Unlike the last three years, when McCormack battled it out with the leaders only to be run out of the medals in the end, she found herself distanced early on: the flat, fast course in the Slovak town of Šamorín didn’t look entirely to her liking, and she finished up in 12th place.
Victory once again went to the Kenyan-born Yasemin Can, only cleared to run for Turkey last year, who became just the second woman to win back-to-back European Cross Country titles, McCormack being the first to achieve that feat in 2011-2012.
Still a day short of 21, Can looks set to dominate this event for a few years yet.
And exactly like the last three years, this Turkish presence proved somewhat uncomfortable: Kaan Kigen Ozbilen, formerly Mike Kigen, became the fourth consecutive Kenyan-born winner of the men's race, also now representing Turkey, despite neither living nor training there.
There was some hope there when the Irish senior men surpassed expectations to nail fifth place, helped perhaps by the new three-to-score rule: Sean Tobin finished 15th, Hugh Armstrong 19th, and Kevin Maunsell 24th, all three making their first senior appearance for Ireland.
Turkey won team gold there too, four of their five team runners Kenyan born, their swift switching of allegiance fast-tracked thanks to a loophole in the IAAF’s transfer rules - since thankfully frozen up.
For McCormack, any hope of making the medal podium was lost not long into the 8km race: Can promptly took control and won by 15 seconds from Meraf Bahta, the Eirtrean-born runner now representing Sweden, and Karoline Grovdal of Norway.
“I’m trying not to be too disappointed, because it always seems the same after races at this stage,” said McCormack, who at 33 was making a record 15th appearance in the event, and 35th international appearance in all.
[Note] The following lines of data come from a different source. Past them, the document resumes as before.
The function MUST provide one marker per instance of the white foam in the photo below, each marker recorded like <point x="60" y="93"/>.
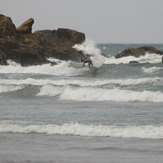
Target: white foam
<point x="61" y="69"/>
<point x="9" y="88"/>
<point x="152" y="69"/>
<point x="80" y="82"/>
<point x="99" y="94"/>
<point x="89" y="47"/>
<point x="49" y="90"/>
<point x="148" y="58"/>
<point x="76" y="129"/>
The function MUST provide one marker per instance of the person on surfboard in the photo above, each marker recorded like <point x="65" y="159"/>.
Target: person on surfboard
<point x="86" y="60"/>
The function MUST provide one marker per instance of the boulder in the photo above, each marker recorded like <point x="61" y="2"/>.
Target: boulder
<point x="28" y="48"/>
<point x="7" y="28"/>
<point x="137" y="52"/>
<point x="26" y="27"/>
<point x="69" y="35"/>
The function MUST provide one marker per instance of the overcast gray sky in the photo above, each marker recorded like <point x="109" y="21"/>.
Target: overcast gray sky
<point x="104" y="21"/>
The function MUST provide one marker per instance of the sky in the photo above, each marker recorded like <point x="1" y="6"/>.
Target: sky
<point x="104" y="21"/>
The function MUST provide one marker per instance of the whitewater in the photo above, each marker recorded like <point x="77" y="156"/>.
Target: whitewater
<point x="66" y="112"/>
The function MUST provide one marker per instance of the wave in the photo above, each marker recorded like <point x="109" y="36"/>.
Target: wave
<point x="89" y="48"/>
<point x="152" y="69"/>
<point x="79" y="82"/>
<point x="10" y="88"/>
<point x="63" y="68"/>
<point x="76" y="129"/>
<point x="100" y="94"/>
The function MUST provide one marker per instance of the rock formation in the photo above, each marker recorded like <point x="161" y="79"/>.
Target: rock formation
<point x="26" y="27"/>
<point x="26" y="48"/>
<point x="7" y="28"/>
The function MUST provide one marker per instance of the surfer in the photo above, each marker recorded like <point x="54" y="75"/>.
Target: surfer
<point x="86" y="61"/>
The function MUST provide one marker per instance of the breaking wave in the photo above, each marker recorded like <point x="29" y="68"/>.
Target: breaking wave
<point x="76" y="129"/>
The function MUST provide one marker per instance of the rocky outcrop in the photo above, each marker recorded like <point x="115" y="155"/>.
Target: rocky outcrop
<point x="28" y="48"/>
<point x="26" y="27"/>
<point x="137" y="52"/>
<point x="7" y="28"/>
<point x="70" y="35"/>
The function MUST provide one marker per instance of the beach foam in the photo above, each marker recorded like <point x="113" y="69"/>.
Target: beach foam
<point x="76" y="129"/>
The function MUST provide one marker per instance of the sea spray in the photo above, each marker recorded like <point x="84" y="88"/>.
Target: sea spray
<point x="89" y="48"/>
<point x="77" y="129"/>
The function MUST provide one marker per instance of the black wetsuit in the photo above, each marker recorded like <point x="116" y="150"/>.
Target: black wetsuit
<point x="87" y="61"/>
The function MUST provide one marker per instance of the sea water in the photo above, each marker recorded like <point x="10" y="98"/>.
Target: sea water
<point x="112" y="112"/>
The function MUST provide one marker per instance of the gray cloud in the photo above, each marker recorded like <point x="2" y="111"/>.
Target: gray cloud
<point x="107" y="21"/>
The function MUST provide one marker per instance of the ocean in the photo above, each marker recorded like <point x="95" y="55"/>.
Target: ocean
<point x="109" y="113"/>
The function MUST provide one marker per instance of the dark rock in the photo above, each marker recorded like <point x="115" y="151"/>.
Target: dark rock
<point x="26" y="27"/>
<point x="34" y="48"/>
<point x="69" y="35"/>
<point x="137" y="52"/>
<point x="7" y="28"/>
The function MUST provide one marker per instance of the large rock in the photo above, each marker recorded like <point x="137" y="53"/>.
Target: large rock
<point x="137" y="52"/>
<point x="28" y="48"/>
<point x="69" y="35"/>
<point x="26" y="27"/>
<point x="7" y="28"/>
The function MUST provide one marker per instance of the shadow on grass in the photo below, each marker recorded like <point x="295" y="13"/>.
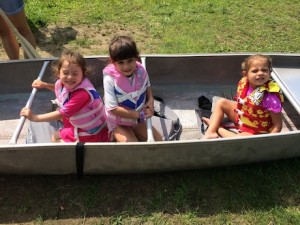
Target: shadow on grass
<point x="54" y="43"/>
<point x="206" y="192"/>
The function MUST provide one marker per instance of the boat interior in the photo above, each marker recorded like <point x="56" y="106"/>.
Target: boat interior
<point x="177" y="79"/>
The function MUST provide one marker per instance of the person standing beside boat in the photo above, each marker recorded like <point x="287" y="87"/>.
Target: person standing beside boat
<point x="80" y="106"/>
<point x="127" y="93"/>
<point x="14" y="9"/>
<point x="258" y="106"/>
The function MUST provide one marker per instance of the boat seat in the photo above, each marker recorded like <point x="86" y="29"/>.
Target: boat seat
<point x="288" y="80"/>
<point x="41" y="132"/>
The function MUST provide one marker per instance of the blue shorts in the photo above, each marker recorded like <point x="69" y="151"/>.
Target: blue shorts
<point x="11" y="7"/>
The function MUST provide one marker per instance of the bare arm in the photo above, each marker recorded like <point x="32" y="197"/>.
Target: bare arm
<point x="277" y="122"/>
<point x="41" y="84"/>
<point x="46" y="117"/>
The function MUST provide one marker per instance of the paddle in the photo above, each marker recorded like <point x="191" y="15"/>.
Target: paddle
<point x="150" y="137"/>
<point x="28" y="48"/>
<point x="20" y="125"/>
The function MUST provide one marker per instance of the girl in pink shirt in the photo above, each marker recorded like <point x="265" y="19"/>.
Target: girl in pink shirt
<point x="80" y="107"/>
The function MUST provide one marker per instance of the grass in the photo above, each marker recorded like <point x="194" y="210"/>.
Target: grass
<point x="184" y="26"/>
<point x="264" y="193"/>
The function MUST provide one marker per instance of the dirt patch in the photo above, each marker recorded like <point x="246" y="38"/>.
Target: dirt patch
<point x="87" y="39"/>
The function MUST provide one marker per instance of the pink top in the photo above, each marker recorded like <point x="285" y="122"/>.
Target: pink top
<point x="78" y="99"/>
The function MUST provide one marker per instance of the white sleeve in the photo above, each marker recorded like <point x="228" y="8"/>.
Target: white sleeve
<point x="110" y="99"/>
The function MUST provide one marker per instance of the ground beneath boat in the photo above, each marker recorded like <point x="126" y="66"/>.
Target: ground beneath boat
<point x="51" y="40"/>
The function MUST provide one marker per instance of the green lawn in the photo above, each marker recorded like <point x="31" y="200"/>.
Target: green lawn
<point x="264" y="193"/>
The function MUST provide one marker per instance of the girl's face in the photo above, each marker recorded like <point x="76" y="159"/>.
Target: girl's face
<point x="258" y="73"/>
<point x="70" y="74"/>
<point x="126" y="66"/>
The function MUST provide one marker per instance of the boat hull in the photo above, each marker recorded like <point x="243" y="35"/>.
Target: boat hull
<point x="179" y="80"/>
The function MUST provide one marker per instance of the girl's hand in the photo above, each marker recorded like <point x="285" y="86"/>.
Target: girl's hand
<point x="148" y="111"/>
<point x="38" y="84"/>
<point x="27" y="113"/>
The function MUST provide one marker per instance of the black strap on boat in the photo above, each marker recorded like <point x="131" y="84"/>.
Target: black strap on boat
<point x="79" y="159"/>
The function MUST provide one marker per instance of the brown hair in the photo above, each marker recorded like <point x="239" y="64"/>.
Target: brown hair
<point x="71" y="57"/>
<point x="247" y="63"/>
<point x="122" y="47"/>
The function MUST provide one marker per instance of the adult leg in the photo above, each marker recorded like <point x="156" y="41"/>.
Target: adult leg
<point x="223" y="106"/>
<point x="9" y="41"/>
<point x="124" y="134"/>
<point x="140" y="131"/>
<point x="20" y="22"/>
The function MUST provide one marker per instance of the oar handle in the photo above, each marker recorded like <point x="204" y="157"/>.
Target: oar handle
<point x="150" y="137"/>
<point x="21" y="122"/>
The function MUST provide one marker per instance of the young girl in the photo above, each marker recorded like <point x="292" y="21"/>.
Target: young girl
<point x="80" y="106"/>
<point x="128" y="96"/>
<point x="258" y="106"/>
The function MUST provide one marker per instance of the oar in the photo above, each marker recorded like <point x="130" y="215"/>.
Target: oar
<point x="28" y="48"/>
<point x="20" y="125"/>
<point x="150" y="137"/>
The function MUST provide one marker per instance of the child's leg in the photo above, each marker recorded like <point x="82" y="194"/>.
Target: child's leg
<point x="124" y="134"/>
<point x="56" y="137"/>
<point x="222" y="106"/>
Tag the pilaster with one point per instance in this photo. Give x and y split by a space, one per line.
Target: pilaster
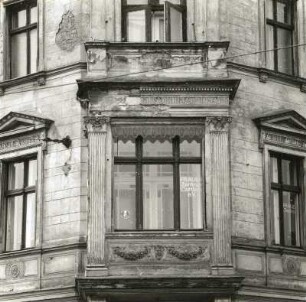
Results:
218 131
97 133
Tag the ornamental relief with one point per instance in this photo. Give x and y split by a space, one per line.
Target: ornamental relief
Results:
282 139
22 142
189 252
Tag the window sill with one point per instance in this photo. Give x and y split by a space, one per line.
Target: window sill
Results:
38 77
265 74
159 234
25 252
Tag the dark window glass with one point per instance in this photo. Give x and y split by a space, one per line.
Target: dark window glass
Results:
154 21
23 38
159 187
21 204
279 34
285 199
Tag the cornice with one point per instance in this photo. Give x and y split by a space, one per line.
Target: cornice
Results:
264 75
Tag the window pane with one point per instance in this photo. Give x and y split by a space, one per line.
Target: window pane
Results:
157 21
15 175
284 38
33 14
19 19
176 25
190 149
270 46
14 223
160 149
276 222
136 26
125 197
124 149
289 174
158 210
274 170
191 212
291 219
30 221
32 173
136 2
19 55
269 9
33 42
284 12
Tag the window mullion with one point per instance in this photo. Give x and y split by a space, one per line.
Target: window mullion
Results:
176 182
139 185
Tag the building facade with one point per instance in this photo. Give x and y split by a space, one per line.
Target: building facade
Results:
152 150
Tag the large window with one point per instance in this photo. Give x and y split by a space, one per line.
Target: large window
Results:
20 197
23 38
285 176
154 20
279 33
158 184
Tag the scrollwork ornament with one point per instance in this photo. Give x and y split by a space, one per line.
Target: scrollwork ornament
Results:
96 123
131 255
14 270
218 123
291 265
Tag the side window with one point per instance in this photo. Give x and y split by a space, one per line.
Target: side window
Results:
20 203
154 20
285 179
22 26
158 184
280 33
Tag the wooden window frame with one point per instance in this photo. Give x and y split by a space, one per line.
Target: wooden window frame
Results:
17 192
149 8
176 160
280 187
279 25
24 5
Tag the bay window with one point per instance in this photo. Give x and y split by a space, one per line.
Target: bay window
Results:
154 20
158 184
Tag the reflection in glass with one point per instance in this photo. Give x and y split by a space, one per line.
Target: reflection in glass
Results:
176 27
14 223
15 175
124 149
158 198
125 197
32 173
157 24
18 57
291 219
191 196
274 170
276 219
284 12
30 221
289 174
136 26
284 39
33 50
160 149
190 149
19 19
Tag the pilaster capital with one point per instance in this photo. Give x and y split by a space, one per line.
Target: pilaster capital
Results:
97 123
218 123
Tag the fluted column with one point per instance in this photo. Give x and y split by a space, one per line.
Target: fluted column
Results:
218 128
97 132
“It just wasn’t to be today. I tried, but I was never really in the race, and it was just a case of struggling the whole way through, really. It was a very long 8km.”
Twists and turns
Plus a practically track flat all the way, when McCormack would have preferred something a little more challenging: “I like the twists and turns, at least that adds something to it. It would have been nice maybe if there were a few hills. It was a bit better course than last year.
“But I still feel like I’m battling there, and it is a great championships, I really like competing here. I don’t want to come back just to make it my 16th time, and make up the numbers. I want to be back battling for the medals again, and I still believe I can. So yeah hopefully I will be back. There’s a World Half Marathon in March, then the European Championships in Berlin next August, so that’s two big targets.”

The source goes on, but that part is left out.